Documentation. Hmmm. Oops.

One senior manager in the company recently remarked that there are perhaps five or six individuals in the entire company with the technical abilities, experience and communication abilities to help pull off the type of endeavour — both in terms of the project and how we go about it. Two or at most three of those individuals, to my knowledge, are attached to the project, and one of these is less than sanguine about the currency of technical knowledge and experience being brought to bear.
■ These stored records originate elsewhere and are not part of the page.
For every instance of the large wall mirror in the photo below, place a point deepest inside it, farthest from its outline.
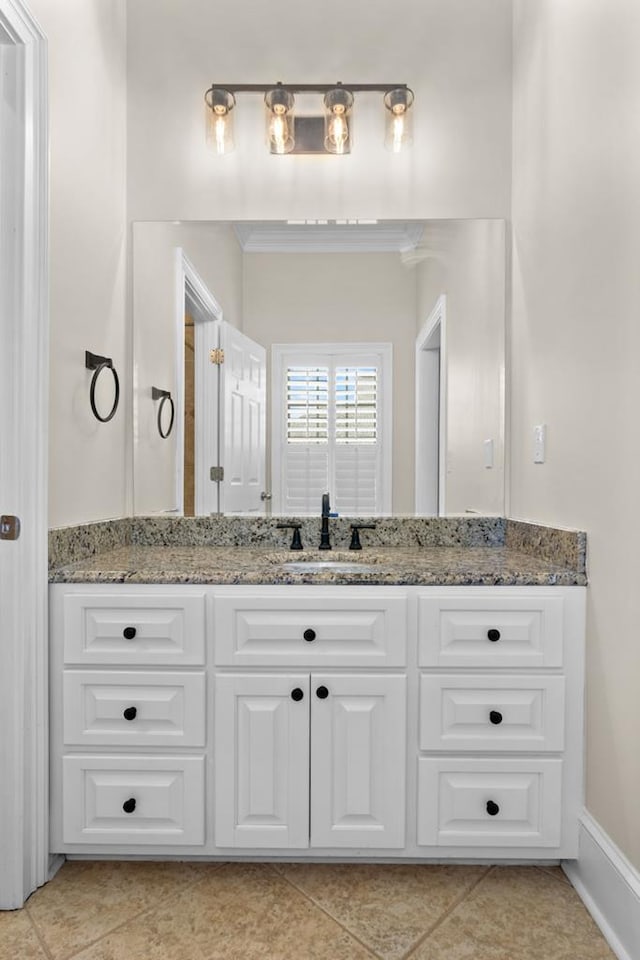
(273, 359)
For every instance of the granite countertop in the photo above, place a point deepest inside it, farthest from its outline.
(422, 566)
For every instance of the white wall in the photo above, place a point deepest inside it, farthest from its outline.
(87, 93)
(341, 297)
(455, 54)
(214, 252)
(470, 270)
(576, 345)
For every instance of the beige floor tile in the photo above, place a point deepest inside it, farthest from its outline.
(240, 912)
(86, 900)
(517, 913)
(388, 907)
(18, 939)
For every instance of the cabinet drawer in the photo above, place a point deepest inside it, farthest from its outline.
(134, 629)
(497, 803)
(353, 628)
(490, 632)
(133, 800)
(459, 712)
(112, 708)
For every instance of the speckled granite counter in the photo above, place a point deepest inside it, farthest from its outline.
(439, 565)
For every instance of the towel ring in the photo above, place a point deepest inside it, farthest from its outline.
(163, 396)
(93, 361)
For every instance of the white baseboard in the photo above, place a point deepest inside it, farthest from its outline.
(609, 887)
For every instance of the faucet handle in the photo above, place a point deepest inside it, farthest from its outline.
(296, 541)
(355, 534)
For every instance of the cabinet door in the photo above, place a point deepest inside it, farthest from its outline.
(358, 761)
(262, 760)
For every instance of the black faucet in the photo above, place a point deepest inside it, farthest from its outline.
(325, 543)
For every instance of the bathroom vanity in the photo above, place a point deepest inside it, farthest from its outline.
(243, 707)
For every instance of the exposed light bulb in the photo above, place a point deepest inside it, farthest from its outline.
(220, 128)
(278, 130)
(398, 127)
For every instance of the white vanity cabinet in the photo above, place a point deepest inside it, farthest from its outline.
(316, 721)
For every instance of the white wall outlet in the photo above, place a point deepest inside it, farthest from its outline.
(488, 454)
(539, 442)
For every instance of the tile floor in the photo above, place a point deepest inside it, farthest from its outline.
(231, 911)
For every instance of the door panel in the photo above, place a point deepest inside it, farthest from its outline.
(243, 422)
(358, 761)
(262, 761)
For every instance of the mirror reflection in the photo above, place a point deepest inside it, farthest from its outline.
(365, 359)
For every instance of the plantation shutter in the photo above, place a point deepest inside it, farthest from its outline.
(331, 433)
(306, 461)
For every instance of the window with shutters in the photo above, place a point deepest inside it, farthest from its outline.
(332, 428)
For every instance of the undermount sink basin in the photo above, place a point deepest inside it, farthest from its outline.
(331, 566)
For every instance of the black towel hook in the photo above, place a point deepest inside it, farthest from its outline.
(93, 361)
(163, 396)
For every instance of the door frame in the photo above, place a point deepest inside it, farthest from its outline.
(431, 413)
(24, 838)
(207, 311)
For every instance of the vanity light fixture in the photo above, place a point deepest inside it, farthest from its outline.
(219, 119)
(330, 133)
(398, 126)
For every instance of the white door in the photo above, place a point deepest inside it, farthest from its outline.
(262, 760)
(358, 728)
(23, 478)
(242, 423)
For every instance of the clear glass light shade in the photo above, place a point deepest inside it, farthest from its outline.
(219, 119)
(337, 121)
(398, 132)
(279, 105)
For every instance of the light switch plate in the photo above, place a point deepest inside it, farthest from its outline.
(488, 454)
(539, 442)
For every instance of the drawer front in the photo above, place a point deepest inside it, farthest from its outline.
(459, 712)
(312, 630)
(494, 803)
(115, 708)
(134, 629)
(133, 800)
(490, 632)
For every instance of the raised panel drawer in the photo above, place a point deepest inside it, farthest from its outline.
(115, 708)
(134, 629)
(167, 795)
(492, 713)
(313, 628)
(512, 632)
(489, 803)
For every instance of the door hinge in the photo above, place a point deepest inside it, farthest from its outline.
(9, 527)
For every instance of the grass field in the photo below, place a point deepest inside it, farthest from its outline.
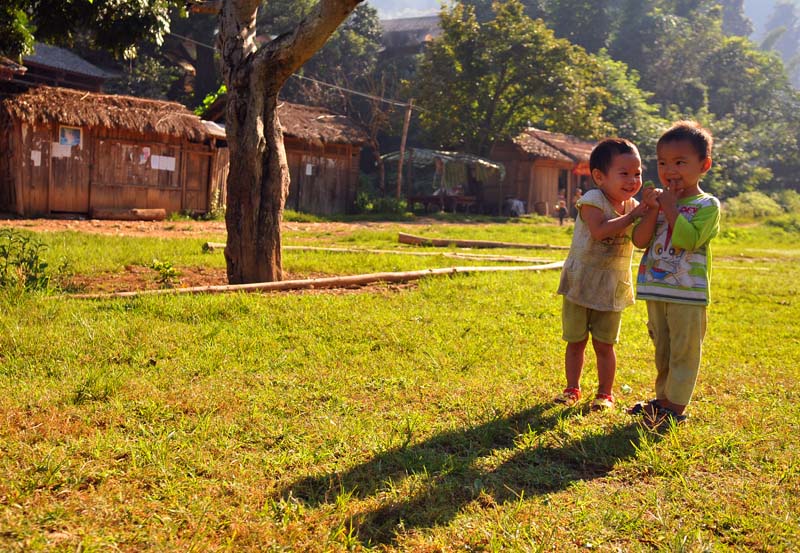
(414, 419)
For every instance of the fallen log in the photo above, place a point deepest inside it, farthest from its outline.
(211, 246)
(404, 238)
(318, 283)
(135, 214)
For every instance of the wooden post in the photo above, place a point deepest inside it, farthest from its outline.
(403, 146)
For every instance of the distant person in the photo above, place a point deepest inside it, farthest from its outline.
(675, 269)
(596, 279)
(561, 211)
(577, 196)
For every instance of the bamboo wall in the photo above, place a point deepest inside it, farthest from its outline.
(323, 177)
(110, 169)
(535, 181)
Since arriving on the project, I have handed two books to specific individuals, with instructions to at lesat skim them heavily and be able to engage in a discussion of the concepts presented in a week to ten days' time. Despite repeated prodding, neither of those individuals appeared to make that level of effort. This is not to complain specifically about the individuals; informally asking developers within the group how many technical books they had read in the last 18 months averaged solidly in the single digits. A similar survey taken in comparable groups at Microsoft, Borland, Siemens Rolm or Weyerhaeuser — all companies where I have worked previously — would likely average in the mid-twenties at least. So too, I suspect, would surveys at Wipro, Infosys or PricewaterhouseCoopers, some of our current and potential competitors.

While American technical people are rightly famous for living inside their own technical world and not getting out often enough, that provides only limited coverage as an excuse. In a craft whose very raison d'ètre is information, an oft-repeated truism (first attributed, to my knowledge, to Grace Hopper, that "90% of what you know will be obsolete in six months; 10% of what you know will never be obsolete. Make sure you get the full ten percent." If you don't read — both books and online materials — how can a software (or Web) developer have any credible hope of remaining current or even competent at his or her craft?
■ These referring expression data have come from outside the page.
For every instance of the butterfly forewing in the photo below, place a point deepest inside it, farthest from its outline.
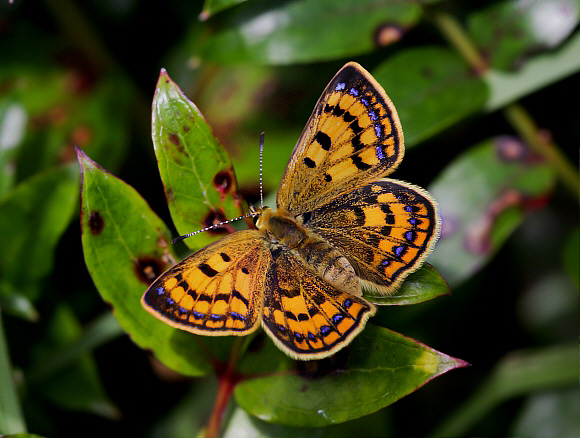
(385, 229)
(216, 291)
(352, 137)
(306, 316)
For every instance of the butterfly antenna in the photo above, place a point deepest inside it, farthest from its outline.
(211, 227)
(261, 180)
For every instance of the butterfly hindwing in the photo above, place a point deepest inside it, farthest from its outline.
(217, 290)
(385, 229)
(305, 316)
(353, 136)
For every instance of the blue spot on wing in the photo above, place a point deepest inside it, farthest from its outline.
(380, 152)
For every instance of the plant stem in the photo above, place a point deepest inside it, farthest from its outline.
(456, 36)
(517, 116)
(527, 129)
(226, 382)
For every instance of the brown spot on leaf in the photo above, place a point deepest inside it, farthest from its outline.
(174, 138)
(214, 217)
(510, 148)
(223, 182)
(148, 269)
(96, 222)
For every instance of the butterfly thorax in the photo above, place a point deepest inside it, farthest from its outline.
(286, 234)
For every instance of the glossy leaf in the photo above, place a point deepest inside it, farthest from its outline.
(211, 7)
(32, 218)
(76, 386)
(378, 368)
(65, 109)
(126, 246)
(422, 285)
(11, 415)
(16, 303)
(97, 333)
(199, 179)
(521, 28)
(306, 31)
(243, 424)
(540, 71)
(483, 195)
(432, 88)
(550, 413)
(521, 372)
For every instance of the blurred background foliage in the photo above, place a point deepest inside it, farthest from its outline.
(485, 94)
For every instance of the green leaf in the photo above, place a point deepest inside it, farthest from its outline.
(211, 7)
(11, 417)
(199, 179)
(378, 368)
(521, 372)
(306, 31)
(521, 28)
(422, 285)
(242, 424)
(538, 72)
(100, 331)
(432, 88)
(32, 218)
(16, 303)
(126, 246)
(64, 109)
(76, 386)
(483, 196)
(552, 413)
(571, 256)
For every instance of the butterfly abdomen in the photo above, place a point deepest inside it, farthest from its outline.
(329, 263)
(315, 252)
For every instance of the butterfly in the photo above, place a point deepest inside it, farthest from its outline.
(339, 228)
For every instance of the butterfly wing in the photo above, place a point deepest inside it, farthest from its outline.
(353, 136)
(217, 290)
(385, 229)
(305, 316)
That principle extends to organisations. If the individual developers do not exert continuous efforts to maintain their skills (technical and linguistic) at a sufficiently high level, and their employer similarly chooses not to do so, how can that organisation remain competitive over the long term, when competitiveness may be directly linked to the efficiency and effectiveness with which that organisation acquires, utilises and expands upon information — predominantly in English? How can smaller organisations compete against larger ones which are more likely to have the raw manpower to scrape together a team to accomplish a difficult, leading-edge project? "Learn continuously or you're gone" was an oft-repeated mantra from business and industry participants in a recent Software Development Conference and Expo, an important industry conference. What of the individuals or organisations who choose not to do so?

Those of us involved in the craft of software and Web development have an obvious economic and professional obligation to our own careers to keep our own skills current. We also have an ethical, moral (and in some jurisdictions, fiduciary, legal) obligation to encourage our employers or other professional organisations to do so. There is no way of knowing whether, or how successfully, any given technology, language or practise will be in ten years' time, or even five. How many times has the IT industry been rocked by sudden paradigm shifts — the personal computer, the World Wide Web — which not only created large new areas of opportunity, but severely constrained growth in previously lucrative areas? I came into this industry at a time when (seemingly) several million mainframe COBOL programmers were watching their jobs go away as business moved first to minicomputers, then to PCs. History repeated itself with the shift to graphical systems like the Apple Macintosh and Microsoft Windows, and again with the World Wide Web and the other Internet-related technologies, and yet again with the offshoring craze of the last five years. What developer, or manager, or director, has the hubris to in effect declare that it won't happen again, that there own't be a new, disruptive technology shift that obsoletes skills and capabilities?

But whatever shift there is, whatever new technology comes along that turns college dropouts into megabillionaires, that changes the professional lives of millions of craftspeople... it will almost certainly be documented in English.